IE 524 - Optimization in Finance
Last offered Fall 2021
In this course, basic optimization models, theory and methods of (i) linear programming, LP, (ii) nonlinear programming, NLP, (iii) conic programming, CP, (iv) piecewise linear optimization, (v) integer programming, IP, (vi) dynamic programming, DP, (vii) stochastic programming, SP, and (viii) the complementarity problems are introduced. We will discuss important applications of different types of the optimization models in financial engineering including liability matching and arbitrage detection (of LP); GARCH parameter estimation, Markowitz’s Mean-Variance portfolio Optimization, and Sharpe-Ratio maximization (of NLP); Index-tracking portfolio construction and covariance matrix adjustment (of CP); Index fund construction (of IP); American call option theorem, pricing of the American options, and Collateralized Mortgage Obligation construction (of DP); risk management (of SP); Nash game (complementarity problem). Other than the existing financial engineering applications, students are expected to formulate the given problem description into an optimization model of a suitable type.

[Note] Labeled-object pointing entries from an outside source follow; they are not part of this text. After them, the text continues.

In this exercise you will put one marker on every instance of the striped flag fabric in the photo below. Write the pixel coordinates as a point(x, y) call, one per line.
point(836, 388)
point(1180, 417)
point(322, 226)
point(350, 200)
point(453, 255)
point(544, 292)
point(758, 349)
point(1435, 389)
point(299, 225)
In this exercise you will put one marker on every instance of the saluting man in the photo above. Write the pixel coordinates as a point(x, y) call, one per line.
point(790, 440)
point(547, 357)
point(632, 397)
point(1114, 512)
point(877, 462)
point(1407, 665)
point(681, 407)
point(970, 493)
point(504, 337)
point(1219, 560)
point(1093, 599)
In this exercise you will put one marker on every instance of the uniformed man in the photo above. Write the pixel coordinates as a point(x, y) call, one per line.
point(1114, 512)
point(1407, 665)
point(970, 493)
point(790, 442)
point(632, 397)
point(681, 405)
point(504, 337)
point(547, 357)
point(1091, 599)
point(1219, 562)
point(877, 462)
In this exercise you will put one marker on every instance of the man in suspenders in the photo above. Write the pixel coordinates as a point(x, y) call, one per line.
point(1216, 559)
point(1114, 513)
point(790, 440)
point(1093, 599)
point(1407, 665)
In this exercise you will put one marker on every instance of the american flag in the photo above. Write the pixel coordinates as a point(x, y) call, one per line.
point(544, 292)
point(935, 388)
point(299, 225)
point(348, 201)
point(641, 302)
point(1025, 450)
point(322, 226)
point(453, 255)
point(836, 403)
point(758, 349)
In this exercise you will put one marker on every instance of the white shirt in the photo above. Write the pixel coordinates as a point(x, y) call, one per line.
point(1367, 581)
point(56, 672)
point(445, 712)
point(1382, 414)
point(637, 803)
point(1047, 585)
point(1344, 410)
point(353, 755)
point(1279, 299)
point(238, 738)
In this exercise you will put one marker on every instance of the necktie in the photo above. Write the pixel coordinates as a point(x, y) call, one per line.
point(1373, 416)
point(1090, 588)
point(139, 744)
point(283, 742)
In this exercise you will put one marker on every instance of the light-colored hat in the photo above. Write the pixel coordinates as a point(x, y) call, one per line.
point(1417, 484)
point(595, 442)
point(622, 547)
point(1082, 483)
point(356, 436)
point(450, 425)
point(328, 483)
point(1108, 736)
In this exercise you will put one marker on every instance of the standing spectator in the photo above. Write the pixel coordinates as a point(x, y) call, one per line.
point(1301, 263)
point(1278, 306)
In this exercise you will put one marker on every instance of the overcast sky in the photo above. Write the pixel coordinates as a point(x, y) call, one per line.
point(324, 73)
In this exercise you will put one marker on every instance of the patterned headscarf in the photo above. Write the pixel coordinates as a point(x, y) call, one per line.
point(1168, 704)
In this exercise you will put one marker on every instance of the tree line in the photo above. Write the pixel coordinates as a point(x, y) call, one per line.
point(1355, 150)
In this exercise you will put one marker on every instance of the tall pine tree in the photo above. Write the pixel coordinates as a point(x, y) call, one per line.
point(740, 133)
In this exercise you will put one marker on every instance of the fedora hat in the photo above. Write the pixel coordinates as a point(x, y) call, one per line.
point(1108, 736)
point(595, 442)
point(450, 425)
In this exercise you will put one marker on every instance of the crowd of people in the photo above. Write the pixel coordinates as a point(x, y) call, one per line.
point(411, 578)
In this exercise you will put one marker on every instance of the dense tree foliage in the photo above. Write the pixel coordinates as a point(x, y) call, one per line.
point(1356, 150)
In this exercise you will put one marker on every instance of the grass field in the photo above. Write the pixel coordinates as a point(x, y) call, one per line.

For obtaining the optimal solution by computers, the AMPL language for coding and solving the optimization model is introduced. Linking the CPLEX library with a C++ project to build a large-size optimization model will also be demonstrated. Students will practice these computer techniques in homework problems and are required to develop a group project about analyzing the market data collected by each group. Prerequisite: FIN 500 and MATH 415.